この背中の傷が、千鶴ではなくアナタに傷付けられたことも」


「あの時お前は、あいつの名前を呼んだ」


「一体全体、何のおつもりですか。仮にこの傷が千鶴によるモノだとしたら?
私がショックを受けるとでも?」


「……」


「あのですね!
そうでなくとも私はあの男に、もっと酷いことをされているんですよっ」


その時、紫伸さんの顔が引きつった。
だけどそんなの見なかったことにして私は続ける。

きっとこれから話す内容にアナタは、想像を絶するショックを受けるだろう。

アナタが思い描いている完璧な千鶴は、もうどこにもいないのだから。


「えーとですね。
自宅に不法侵入は毎度のこと、下着を盗んだりそれを嗅いでみたり、勝手に私の恋人だとか名乗っては珍妙な歌をプレゼントしてきたり……あ、その歌聞きたいです?私あの恐怖の歌が耳から離れないんで、すっかり覚えちゃいましたから。

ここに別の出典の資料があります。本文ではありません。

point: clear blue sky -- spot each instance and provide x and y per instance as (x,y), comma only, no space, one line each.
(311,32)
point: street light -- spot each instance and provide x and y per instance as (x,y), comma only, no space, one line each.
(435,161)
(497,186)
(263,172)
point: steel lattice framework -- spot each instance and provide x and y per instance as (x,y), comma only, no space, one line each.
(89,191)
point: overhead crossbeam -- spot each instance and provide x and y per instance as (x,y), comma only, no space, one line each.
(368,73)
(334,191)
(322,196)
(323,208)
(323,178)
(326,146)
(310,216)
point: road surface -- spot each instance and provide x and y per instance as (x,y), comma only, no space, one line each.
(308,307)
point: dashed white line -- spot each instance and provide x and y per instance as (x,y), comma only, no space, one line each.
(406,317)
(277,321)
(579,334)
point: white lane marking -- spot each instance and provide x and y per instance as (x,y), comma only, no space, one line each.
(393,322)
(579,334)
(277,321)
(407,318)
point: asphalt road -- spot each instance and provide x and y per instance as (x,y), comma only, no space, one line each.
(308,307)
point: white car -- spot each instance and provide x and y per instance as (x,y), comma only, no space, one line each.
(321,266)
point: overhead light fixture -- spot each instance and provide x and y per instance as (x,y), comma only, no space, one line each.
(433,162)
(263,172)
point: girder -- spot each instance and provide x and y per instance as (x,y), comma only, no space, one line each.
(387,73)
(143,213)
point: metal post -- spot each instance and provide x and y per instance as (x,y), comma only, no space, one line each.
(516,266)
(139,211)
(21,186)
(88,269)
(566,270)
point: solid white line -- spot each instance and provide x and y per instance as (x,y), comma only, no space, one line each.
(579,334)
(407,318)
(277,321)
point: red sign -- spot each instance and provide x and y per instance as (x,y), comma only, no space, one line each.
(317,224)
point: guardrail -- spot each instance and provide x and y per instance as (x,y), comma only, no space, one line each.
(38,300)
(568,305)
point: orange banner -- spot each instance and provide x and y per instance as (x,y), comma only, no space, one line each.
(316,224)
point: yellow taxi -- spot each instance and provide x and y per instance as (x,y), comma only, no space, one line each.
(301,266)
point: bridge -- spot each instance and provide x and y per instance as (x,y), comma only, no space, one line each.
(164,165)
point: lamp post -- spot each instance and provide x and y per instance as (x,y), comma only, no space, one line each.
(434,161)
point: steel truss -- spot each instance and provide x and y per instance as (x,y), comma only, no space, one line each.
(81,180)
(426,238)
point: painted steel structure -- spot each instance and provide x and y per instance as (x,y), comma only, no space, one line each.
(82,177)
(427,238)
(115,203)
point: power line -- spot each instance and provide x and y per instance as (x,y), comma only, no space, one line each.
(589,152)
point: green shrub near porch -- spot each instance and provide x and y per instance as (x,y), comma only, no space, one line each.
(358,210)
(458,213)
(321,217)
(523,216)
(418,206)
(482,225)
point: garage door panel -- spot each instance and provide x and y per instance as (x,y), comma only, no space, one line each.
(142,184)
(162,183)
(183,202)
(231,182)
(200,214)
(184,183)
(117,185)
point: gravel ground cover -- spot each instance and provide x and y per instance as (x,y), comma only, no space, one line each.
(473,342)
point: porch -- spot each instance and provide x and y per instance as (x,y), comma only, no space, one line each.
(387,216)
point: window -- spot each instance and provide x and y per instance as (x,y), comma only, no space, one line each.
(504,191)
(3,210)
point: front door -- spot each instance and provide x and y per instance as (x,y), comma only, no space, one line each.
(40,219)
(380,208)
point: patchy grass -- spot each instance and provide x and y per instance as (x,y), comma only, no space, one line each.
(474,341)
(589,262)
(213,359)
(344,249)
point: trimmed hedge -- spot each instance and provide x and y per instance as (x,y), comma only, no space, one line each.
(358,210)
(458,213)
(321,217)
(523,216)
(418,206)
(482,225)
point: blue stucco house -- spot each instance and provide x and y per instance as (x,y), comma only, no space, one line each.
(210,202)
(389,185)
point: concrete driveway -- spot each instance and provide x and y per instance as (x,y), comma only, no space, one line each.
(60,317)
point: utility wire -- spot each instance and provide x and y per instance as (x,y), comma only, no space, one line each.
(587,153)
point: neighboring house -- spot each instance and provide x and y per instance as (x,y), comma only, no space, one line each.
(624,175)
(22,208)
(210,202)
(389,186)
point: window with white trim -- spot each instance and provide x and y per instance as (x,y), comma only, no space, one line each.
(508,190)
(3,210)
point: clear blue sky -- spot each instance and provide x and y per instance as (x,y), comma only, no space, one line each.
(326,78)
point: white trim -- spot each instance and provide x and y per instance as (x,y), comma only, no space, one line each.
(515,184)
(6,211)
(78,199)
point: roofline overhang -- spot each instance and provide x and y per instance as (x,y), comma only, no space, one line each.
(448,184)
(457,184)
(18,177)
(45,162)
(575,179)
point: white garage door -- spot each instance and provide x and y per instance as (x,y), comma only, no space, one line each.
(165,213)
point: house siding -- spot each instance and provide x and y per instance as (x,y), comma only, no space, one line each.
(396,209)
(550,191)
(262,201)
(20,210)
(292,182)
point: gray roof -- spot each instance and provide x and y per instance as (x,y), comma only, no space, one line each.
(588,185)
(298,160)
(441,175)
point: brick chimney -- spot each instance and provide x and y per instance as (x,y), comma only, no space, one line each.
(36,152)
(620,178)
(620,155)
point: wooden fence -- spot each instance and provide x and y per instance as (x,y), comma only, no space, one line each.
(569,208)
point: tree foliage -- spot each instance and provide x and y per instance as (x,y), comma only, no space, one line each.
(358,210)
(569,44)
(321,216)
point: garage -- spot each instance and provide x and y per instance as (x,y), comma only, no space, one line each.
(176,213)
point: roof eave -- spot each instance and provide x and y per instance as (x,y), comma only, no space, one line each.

ていうか!
アナタの義弟さん、頭がおかしいんじゃないでしょうか?
どうにかして下さい。
私だって迷惑しているんです」



痛々しい沈黙が降り注ぐ。

私がベラベラと並べ立てた後、紫伸さんは何とも言えない顔付きで絶句していた。

これって俗に言うドン引きの面だ。
アナタって、なかなか正常な感覚の持ち主ね。



「……だから。
残念ながらもう何が起こっても、私がアイツに失望することは一切無いです」



紫伸さんは何かを考えているようだったが、発狂したり意味不明な言葉を送ってくることは無かった。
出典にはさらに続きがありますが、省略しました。